The repeating unit can also be specified by the indices of cycles, for example 'ABB' can be written as [0, 1, 1].
num_repeating_units (int) – The number of repeating units threaded along the axle.
orientations (list[float] | None) –
For each character in the repeating unit, a value between 0 and 1 (both inclusive) must be given in a tuple. It indicates the probability that each cycle will have its orientation along the axle flipped. If 0 then the cycle is guaranteed not to flip. If 1 it is guaranteed to flip. This allows the user to create head-to-head or head-to-tail chains, as well as chain with a preference for head-to-head or head-to-tail if a number between 0 and 1 is chosen. If None, then defaults to 0 in every case.
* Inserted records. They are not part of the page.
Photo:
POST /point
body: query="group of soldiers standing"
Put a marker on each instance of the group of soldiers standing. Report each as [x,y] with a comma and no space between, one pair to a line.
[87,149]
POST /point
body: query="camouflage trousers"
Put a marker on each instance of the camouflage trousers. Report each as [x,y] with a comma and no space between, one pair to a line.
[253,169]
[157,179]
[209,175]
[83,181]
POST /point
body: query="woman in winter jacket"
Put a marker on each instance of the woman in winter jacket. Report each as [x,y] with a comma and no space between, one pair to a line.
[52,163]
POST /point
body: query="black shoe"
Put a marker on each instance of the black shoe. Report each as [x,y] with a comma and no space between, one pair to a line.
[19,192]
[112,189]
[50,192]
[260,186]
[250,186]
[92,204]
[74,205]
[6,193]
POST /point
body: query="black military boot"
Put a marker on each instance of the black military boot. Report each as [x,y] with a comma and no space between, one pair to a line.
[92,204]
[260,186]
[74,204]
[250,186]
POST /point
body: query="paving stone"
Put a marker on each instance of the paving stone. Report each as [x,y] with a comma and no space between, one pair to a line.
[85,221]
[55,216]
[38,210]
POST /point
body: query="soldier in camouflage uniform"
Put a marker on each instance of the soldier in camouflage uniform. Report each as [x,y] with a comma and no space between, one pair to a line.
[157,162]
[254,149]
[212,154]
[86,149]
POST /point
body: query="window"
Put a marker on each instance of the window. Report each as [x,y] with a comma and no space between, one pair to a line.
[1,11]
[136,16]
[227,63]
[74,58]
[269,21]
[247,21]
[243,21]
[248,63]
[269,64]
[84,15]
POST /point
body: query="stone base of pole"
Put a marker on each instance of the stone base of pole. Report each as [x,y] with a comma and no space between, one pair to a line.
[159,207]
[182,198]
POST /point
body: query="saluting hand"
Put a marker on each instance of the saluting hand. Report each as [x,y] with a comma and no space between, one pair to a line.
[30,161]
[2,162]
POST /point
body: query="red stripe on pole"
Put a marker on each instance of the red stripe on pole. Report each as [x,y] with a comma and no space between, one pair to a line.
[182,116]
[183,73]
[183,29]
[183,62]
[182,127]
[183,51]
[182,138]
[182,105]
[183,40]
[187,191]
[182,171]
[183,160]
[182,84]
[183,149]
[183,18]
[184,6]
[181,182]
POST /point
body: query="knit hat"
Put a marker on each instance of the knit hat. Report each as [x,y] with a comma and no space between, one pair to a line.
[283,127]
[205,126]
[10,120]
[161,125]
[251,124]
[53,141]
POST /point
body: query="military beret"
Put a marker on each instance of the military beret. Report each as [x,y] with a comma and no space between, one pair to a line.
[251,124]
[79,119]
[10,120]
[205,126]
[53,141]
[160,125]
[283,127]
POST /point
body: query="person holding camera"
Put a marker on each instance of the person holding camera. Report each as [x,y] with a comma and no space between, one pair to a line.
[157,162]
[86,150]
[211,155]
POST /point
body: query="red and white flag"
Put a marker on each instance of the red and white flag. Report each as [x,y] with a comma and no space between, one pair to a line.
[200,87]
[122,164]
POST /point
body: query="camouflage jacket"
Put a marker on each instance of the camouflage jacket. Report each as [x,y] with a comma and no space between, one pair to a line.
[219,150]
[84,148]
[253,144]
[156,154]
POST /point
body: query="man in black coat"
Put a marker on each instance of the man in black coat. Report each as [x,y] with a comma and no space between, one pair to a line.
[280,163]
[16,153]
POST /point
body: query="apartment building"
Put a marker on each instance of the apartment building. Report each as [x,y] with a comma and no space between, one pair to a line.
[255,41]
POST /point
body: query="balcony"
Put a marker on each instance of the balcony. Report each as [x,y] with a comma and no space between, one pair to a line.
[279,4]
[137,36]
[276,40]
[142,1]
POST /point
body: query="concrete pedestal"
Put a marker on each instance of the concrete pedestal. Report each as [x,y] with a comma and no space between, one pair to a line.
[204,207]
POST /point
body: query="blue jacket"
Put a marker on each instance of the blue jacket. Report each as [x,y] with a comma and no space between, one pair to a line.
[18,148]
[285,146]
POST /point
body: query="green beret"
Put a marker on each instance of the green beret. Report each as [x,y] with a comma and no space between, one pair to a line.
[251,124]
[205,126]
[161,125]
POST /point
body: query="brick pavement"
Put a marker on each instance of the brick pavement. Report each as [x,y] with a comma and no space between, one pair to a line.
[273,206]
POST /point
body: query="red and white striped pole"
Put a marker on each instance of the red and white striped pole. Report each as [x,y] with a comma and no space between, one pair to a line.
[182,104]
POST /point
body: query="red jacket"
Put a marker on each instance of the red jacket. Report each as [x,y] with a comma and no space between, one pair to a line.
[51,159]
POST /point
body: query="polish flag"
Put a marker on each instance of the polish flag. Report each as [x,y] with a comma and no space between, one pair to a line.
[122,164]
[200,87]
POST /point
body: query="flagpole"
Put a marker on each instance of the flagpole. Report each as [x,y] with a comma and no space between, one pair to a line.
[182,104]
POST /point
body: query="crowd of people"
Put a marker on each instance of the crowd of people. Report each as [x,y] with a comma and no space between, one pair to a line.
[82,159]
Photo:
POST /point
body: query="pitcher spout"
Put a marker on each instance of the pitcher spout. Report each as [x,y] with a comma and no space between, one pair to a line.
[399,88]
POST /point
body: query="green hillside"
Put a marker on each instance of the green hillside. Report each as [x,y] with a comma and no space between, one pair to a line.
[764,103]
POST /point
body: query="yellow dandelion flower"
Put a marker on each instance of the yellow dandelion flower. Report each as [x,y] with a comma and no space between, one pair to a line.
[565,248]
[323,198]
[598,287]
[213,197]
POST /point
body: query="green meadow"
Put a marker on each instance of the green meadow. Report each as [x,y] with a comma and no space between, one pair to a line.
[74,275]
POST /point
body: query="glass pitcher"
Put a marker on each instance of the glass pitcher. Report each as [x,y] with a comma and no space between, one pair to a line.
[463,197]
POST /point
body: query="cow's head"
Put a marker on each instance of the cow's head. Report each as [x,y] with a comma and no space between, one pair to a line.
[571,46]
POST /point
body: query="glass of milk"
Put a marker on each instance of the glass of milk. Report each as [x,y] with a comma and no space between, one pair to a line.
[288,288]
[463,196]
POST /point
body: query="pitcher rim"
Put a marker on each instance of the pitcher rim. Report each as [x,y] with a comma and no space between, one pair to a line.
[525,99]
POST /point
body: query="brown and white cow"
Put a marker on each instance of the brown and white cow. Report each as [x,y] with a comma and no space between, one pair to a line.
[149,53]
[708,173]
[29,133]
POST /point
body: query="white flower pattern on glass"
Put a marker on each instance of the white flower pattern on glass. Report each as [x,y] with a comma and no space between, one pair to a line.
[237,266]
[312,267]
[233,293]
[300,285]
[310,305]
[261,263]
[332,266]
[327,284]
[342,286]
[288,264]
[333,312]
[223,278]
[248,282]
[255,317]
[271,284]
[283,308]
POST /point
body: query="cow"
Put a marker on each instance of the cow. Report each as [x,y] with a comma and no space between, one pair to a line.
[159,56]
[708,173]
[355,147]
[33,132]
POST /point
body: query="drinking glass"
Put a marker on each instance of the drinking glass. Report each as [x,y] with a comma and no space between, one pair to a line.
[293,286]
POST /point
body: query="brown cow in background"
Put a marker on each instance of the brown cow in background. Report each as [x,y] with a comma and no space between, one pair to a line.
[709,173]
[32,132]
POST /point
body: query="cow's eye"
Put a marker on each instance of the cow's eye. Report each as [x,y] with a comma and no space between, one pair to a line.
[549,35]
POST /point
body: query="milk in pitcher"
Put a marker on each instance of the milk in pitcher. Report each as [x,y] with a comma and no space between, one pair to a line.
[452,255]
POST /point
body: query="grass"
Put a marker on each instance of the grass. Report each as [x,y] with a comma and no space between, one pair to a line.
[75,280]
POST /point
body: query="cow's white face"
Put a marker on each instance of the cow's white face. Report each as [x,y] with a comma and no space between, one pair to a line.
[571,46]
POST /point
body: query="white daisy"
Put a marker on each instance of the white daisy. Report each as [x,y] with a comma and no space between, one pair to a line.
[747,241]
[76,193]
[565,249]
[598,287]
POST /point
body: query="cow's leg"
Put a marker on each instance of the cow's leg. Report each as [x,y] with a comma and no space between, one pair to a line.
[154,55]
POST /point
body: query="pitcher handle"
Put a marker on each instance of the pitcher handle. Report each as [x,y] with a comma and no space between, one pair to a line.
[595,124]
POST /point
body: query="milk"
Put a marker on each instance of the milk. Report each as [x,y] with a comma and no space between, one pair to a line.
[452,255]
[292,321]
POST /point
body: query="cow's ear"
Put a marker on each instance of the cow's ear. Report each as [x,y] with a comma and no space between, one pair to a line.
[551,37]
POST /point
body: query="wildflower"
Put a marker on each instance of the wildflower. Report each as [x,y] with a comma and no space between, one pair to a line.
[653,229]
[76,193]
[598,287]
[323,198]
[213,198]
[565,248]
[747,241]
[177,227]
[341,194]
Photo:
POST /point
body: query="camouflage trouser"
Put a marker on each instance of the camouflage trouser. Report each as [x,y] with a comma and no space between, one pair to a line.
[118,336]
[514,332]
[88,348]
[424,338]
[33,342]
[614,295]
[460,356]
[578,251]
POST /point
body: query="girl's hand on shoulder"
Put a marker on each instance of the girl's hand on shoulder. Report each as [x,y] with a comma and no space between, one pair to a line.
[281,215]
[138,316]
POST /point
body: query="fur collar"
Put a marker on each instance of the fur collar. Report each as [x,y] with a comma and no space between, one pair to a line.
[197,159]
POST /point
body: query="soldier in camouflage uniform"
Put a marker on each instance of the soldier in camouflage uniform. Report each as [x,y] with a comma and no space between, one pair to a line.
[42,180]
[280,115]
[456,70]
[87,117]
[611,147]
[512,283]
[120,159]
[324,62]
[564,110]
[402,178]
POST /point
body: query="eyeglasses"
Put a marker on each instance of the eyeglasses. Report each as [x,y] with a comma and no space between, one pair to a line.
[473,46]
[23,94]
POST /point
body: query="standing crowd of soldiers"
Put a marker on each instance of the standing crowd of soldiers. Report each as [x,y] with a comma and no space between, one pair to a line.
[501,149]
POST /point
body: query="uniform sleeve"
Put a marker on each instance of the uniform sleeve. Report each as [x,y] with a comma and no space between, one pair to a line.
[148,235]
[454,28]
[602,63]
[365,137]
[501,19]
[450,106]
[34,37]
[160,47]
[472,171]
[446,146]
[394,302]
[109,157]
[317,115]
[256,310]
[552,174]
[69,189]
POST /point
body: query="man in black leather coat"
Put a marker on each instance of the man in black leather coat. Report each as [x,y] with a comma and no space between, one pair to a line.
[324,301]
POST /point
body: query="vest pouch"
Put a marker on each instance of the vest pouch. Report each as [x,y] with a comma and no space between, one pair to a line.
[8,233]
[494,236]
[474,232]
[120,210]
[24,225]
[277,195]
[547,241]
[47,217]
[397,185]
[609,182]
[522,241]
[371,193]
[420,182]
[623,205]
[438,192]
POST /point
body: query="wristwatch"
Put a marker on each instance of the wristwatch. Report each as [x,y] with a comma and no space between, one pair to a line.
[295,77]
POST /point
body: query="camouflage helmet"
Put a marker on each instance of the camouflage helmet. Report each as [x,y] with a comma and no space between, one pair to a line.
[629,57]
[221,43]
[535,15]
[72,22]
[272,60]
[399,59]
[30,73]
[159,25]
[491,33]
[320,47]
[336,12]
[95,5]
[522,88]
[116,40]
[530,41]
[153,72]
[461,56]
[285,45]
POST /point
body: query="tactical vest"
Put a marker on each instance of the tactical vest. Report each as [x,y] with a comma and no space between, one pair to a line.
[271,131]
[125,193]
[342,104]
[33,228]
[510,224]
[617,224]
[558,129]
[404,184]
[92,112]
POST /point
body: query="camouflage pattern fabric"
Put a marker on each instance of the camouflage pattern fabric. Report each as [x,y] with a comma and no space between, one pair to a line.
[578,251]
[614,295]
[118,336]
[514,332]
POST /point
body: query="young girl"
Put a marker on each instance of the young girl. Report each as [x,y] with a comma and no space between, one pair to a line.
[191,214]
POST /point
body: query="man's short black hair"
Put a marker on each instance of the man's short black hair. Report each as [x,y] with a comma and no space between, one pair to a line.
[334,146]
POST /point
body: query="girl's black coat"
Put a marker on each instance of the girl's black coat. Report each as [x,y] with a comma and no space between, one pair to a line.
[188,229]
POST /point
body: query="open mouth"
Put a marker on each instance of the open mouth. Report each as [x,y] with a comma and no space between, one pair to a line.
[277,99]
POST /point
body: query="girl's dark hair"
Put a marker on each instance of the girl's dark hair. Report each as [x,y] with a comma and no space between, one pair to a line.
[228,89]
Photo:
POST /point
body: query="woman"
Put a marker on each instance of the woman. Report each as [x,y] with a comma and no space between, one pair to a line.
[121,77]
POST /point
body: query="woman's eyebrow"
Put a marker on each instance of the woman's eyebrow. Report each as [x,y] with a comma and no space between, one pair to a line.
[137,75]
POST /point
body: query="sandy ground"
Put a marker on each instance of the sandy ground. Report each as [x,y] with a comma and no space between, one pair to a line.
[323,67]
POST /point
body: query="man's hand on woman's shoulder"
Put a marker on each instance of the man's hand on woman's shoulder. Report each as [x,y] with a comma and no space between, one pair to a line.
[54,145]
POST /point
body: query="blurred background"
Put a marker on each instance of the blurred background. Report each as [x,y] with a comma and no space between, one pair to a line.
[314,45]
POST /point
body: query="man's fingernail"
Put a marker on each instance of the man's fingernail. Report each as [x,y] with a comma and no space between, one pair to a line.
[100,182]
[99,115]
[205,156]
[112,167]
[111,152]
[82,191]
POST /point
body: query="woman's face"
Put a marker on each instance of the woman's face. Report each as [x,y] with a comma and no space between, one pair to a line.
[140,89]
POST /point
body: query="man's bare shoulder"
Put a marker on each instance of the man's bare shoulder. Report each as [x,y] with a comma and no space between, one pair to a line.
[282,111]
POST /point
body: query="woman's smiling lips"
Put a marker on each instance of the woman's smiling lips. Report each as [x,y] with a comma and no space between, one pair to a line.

It is also possible to supply an orientation for every cycle vertex in the final topology graph. In this case, the length of orientations must be equal to len(repeating_unit)*num_repeating_units.
random_seed (int | Generator | None) – The random seed to use when choosing random orientations.
num_processes (int) – The number of parallel processes to create during construct().
optimizer (Optimizer) – Used to optimize the structure of the constructed molecule.

Raises:

ValueError – If the length of orientations is not equal in length to repeating_unit or to the total number of vertices.

Methods

`clone`	Return a clone.
`construct`	Construct a `ConstructedMolecule`.
`get_building_blocks`	Yield the building blocks.
`get_num_building_block`	Get the number of times building_block is present.
`with_building_blocks`	Return a clone holding different building blocks.

clone()[source]

Return a clone.

Returns:: The clone.
Return type:: Self

construct()

Construct a ConstructedMolecule.

Returns:: The data describing the ConstructedMolecule.
Return type:: ConstructionResult

get_building_blocks()

Yield the building blocks.

Building blocks are yielded in an order based on their position in the topology graph. For two equivalent topology graphs, but with different building blocks, equivalently positioned building blocks will be yielded at the same time.

Yields:: A building block of the topology graph.
Return type:: Iterator[BuildingBlock]

get_num_building_block(building_block)

Get the number of times building_block is present.

Parameters:: building_block (BuildingBlock) – The building block whose frequency in the topology graph is desired.
Returns:: The number of times building_block is present in the topology graph.
Return type:: int

with_building_blocks(building_block_map)

Return a clone holding different building blocks.

Parameters:: building_block_map (dict[BuildingBlock, BuildingBlock]) – Maps a building block in the current topology graph to the building block which should replace it in the clone. If a building block should be not replaced in the clone, it can be omitted from the map.
Returns:: The clone.
Return type:: Self